Ask HN: Practice project idea - danjiro

so the deal is i have, imo, a pretty good idea for a startup. a fantastic idea actually and for the past couple of months, i have filled pages and pages of a dedicated notebook describing the site and its functions. ive also been researching and reading blogs and stuff about how this all works. Now the thing is i have little to no programming or developing experience but have read enough blogs and posts about how you wont get anywhere without having at least a bit of programming knowledge and at least a skeleton of what you want to build. so, the past month or so ive been trying to learn ruby on rails following a tutorial to built a twitter like site. i have to admit though, programming just confuses the hell out of me and is just one of those things that i can't just get or understand easily. but, im gonna continue to try to learn it (while brushing up on my webdesign skills and learning css and html) and maybe try to learn some python with that one learnpythonthehardway tutorial.
NOW, in the meantime, i want to try to work on a smaller and much simpler project but i need help doing so. the very basics of the site i would like to achieve would be this: users come to a site where they can login (with twitter/google/facebook/etc) and post "tips/tricks" (not gonna say about what atm). then other users can vote up or down. these posts are accompanied by tags. users not logged in can only view these posts and not vote. thats the skeleton of this idea. i want to know if there are sites similar to this. ive seen some code snippet sites but i cant recall their names. even better is if there is a tutorial out there that can help guide me in making something like this, even if it is just the very basics. thanks!
======
T-R
\- I'm not aware of any similar websites, but then, I'm not their target
demographic, so I probably wouldn't.

\- Keep at it with the programming, it'll click eventually.

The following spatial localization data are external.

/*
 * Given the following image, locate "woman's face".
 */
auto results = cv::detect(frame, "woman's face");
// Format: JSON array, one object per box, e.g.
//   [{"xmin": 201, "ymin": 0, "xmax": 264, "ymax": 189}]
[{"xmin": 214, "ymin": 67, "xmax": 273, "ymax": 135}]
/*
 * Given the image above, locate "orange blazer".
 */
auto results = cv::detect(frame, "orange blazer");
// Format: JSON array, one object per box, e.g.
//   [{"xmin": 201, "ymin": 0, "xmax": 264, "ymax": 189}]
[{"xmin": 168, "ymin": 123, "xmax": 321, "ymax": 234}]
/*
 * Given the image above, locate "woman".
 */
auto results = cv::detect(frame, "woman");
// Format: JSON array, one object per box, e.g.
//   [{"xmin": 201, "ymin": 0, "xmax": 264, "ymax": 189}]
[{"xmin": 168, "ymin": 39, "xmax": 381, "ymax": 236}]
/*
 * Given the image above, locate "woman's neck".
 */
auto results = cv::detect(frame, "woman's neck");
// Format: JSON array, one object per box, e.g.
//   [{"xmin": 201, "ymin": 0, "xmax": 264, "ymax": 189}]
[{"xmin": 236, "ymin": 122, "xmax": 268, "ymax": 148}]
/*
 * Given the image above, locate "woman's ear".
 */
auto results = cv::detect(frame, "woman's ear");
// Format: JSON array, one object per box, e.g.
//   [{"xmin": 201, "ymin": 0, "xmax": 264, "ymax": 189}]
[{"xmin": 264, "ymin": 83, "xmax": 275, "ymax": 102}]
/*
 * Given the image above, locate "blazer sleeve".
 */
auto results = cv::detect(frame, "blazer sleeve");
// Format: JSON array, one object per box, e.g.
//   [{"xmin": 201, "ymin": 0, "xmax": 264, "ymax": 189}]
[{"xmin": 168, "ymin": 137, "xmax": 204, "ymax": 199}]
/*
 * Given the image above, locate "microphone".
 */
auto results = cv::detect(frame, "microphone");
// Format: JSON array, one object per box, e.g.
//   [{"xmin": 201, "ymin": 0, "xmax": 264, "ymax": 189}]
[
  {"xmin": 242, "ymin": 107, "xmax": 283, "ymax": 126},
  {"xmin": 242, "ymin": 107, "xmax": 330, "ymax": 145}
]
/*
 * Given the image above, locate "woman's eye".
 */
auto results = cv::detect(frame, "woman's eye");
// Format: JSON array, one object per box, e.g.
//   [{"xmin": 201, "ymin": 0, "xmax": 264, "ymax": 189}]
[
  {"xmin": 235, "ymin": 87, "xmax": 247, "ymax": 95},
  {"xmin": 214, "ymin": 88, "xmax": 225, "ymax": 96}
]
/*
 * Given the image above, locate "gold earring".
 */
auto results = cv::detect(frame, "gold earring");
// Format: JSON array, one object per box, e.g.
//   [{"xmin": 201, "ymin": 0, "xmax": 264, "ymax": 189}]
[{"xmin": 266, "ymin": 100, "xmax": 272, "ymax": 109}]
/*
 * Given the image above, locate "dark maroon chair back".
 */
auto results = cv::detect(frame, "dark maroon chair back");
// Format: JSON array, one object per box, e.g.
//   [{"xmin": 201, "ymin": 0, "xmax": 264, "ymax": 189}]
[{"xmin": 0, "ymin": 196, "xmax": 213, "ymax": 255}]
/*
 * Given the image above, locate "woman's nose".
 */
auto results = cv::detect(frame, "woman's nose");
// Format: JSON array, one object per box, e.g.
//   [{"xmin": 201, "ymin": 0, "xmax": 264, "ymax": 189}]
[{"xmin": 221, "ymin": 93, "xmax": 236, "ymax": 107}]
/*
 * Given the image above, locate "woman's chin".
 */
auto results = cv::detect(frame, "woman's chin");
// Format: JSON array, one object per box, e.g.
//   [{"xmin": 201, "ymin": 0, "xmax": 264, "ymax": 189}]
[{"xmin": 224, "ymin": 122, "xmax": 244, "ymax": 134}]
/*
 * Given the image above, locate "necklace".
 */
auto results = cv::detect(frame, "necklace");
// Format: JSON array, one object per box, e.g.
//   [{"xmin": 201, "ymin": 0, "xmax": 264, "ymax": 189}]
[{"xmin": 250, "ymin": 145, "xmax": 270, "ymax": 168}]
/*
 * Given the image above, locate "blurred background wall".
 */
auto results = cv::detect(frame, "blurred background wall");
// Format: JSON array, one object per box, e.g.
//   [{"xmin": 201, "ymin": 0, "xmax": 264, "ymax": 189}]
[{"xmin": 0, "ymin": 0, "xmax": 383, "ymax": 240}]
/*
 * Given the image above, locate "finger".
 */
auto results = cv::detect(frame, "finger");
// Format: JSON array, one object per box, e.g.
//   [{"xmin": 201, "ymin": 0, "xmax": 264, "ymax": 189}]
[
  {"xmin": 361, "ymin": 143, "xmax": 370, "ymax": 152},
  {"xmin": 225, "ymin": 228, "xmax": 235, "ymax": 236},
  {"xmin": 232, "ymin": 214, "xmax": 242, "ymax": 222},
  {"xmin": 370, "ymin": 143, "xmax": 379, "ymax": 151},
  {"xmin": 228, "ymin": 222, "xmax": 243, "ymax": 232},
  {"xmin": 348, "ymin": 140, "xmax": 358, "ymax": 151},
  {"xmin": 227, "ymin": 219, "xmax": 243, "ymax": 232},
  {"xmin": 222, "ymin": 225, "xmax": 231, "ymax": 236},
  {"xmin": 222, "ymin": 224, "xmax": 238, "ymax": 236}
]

Start simple and
give yourself lots of little goals. I'm a Python fan, but I'd suggest sticking
with Ruby+Rails: Ruby's a good choice for your task, and learning both won't
help you accomplish it as much as learning one well.

\- Help people help you - People are less likely to read walls of text,
especially if most of the information is extraneous: try to be concise.

\- Don't dissuade people from helping you - You're more likely to be taken
seriously, especially on HN, if you use proper capitalization, punctuation,
etc., and avoid non-standard abbreviations.